By analyzing existing cross correlation between Japan Post Holdings and China Merchants Bank, you can compare the effects of market volatilities on Japan Post and China Merchants and check how they will diversify away market risk if combined in the same portfolio for a given time horizon. You can also utilize pair trading strategies of matching a long position in Japan Post with a short position of China Merchants. Check out your portfolio center. Please also check ongoing floating volatility patterns of Japan Post and China Merchants.
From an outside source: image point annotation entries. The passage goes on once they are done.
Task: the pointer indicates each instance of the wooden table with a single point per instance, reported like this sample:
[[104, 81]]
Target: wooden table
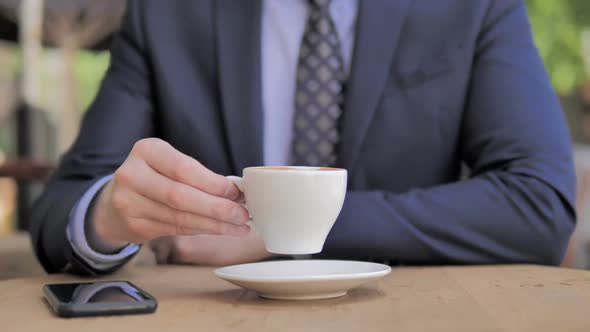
[[487, 298]]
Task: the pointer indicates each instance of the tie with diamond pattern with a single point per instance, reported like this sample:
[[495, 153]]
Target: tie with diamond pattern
[[319, 91]]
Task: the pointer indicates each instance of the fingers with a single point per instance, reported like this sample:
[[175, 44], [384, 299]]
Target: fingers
[[164, 159], [148, 219], [139, 177]]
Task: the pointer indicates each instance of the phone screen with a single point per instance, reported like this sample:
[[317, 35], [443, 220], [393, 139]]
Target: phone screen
[[97, 292]]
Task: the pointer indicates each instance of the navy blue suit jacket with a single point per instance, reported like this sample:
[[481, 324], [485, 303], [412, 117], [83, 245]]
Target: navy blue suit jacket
[[433, 84]]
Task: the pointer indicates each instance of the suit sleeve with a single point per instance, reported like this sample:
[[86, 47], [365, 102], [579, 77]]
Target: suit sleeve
[[121, 115], [518, 204]]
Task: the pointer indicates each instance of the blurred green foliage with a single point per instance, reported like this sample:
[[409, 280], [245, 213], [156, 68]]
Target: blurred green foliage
[[89, 68], [557, 27]]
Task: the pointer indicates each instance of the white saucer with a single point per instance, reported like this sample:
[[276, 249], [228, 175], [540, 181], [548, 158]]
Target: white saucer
[[302, 279]]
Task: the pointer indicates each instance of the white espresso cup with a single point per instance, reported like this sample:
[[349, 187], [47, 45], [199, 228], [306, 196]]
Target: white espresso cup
[[293, 208]]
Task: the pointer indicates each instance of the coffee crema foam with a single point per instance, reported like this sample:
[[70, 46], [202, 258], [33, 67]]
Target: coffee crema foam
[[289, 168]]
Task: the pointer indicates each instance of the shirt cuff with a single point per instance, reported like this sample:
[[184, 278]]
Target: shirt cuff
[[77, 235]]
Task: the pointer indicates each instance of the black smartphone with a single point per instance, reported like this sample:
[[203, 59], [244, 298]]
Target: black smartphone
[[102, 298]]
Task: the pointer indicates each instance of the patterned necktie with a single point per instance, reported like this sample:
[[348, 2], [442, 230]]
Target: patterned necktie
[[319, 94]]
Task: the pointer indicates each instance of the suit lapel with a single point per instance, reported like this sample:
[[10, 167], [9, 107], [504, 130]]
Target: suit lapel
[[238, 47], [378, 30]]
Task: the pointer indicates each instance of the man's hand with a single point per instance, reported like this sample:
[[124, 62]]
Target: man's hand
[[159, 192], [209, 249]]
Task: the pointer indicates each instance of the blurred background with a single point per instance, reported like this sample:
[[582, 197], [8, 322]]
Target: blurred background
[[54, 53]]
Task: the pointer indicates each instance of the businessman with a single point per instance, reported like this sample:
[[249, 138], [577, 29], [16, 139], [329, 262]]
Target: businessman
[[399, 92]]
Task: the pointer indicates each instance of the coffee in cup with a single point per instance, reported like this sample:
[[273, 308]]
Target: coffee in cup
[[293, 208]]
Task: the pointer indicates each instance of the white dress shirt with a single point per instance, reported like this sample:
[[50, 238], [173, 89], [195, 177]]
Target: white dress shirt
[[283, 25]]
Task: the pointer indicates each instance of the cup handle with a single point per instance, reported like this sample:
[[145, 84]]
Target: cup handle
[[237, 181]]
Diversification Opportunities for Japan Post and China Merchants

0.01
  Correlation Coefficient

Significant diversification

The 3 months correlation between Japan and China is 0.01. Overlapping area represents the amount of risk that can be diversified away by holding Japan Post Holdings and China Merchants Bank in the same portfolio, assuming nothing else is changed. The correlation between historical prices or returns on China Merchants Bank and Japan Post is a relative statistical measure of the degree to which these equity instruments tend to move together. The correlation coefficient measures the extent to which returns on Japan Post Holdings are associated (or correlated) with China Merchants. Values of the correlation coefficient range from -1 to +1, where. The correlation of zero (0) is possible when the price movement of China Merchants Bank has no effect on the direction of Japan Post i.e., Japan Post and China Merchants go up and down completely randomly.

Pair Corralation between Japan Post and China Merchants

If you would invest  470.00  in China Merchants Bank on September 1, 2024 and sell it today you would earn a total of  0.00  from holding China Merchants Bank or generate 0.0% return on investment over 90 days.
Time Period3 Months [change]
DirectionMoves Together 
StrengthInsignificant
Accuracy100.0%
ValuesDaily Returns

Japan Post Holdings  vs.  China Merchants Bank

 Performance 
       Timeline  
Japan Post Holdings 

Risk-Adjusted Performance

0 of 100

 
Weak
 
Strong
Very Weak
Over the last 90 days Japan Post Holdings has generated negative risk-adjusted returns adding no value to investors with long positions. In spite of fairly strong technical indicators, Japan Post is not utilizing all of its potentials. The current stock price disturbance, may contribute to short-term losses for the investors.
China Merchants Bank 

Risk-Adjusted Performance

4 of 100

 
Weak
 
Strong
Insignificant
Compared to the overall equity markets, risk-adjusted returns on investments in China Merchants Bank are ranked lower than 4 (%) of all global equities and portfolios over the last 90 days. Despite nearly fragile technical indicators, China Merchants reported solid returns over the last few months and may actually be approaching a breakup point.

Japan Post and China Merchants Volatility Contrast

   Predicted Return Density   
       Returns  

Pair Trading with Japan Post and China Merchants

The main advantage of trading using opposite Japan Post and China Merchants positions is that it hedges away some unsystematic risk. Because of two separate transactions, even if Japan Post position performs unexpectedly, China Merchants can make up some of the losses. Pair trading also minimizes risk from directional movements in the market. For example, if an entire industry or sector drops because of unexpected headlines, the short position in China Merchants will offset losses from the drop in China Merchants' long position.
The idea behind Japan Post Holdings and China Merchants Bank pairs trading is to make the combined position market-neutral, meaning the overall market's direction will not affect its win or loss (or potential downside or upside). This can be achieved by designing a pairs trade with two highly correlated stocks or equities that operate in a similar space or sector, making it possible to obtain profits through simple and relatively low-risk investment.
Check out your portfolio center.
Note that this page's information should be used as a complementary analysis to find the right mix of equity instruments to add to your existing portfolios or create a brand new portfolio. You can also try the Financial Widgets module to easily integrated Macroaxis content with over 30 different plug-and-play financial widgets.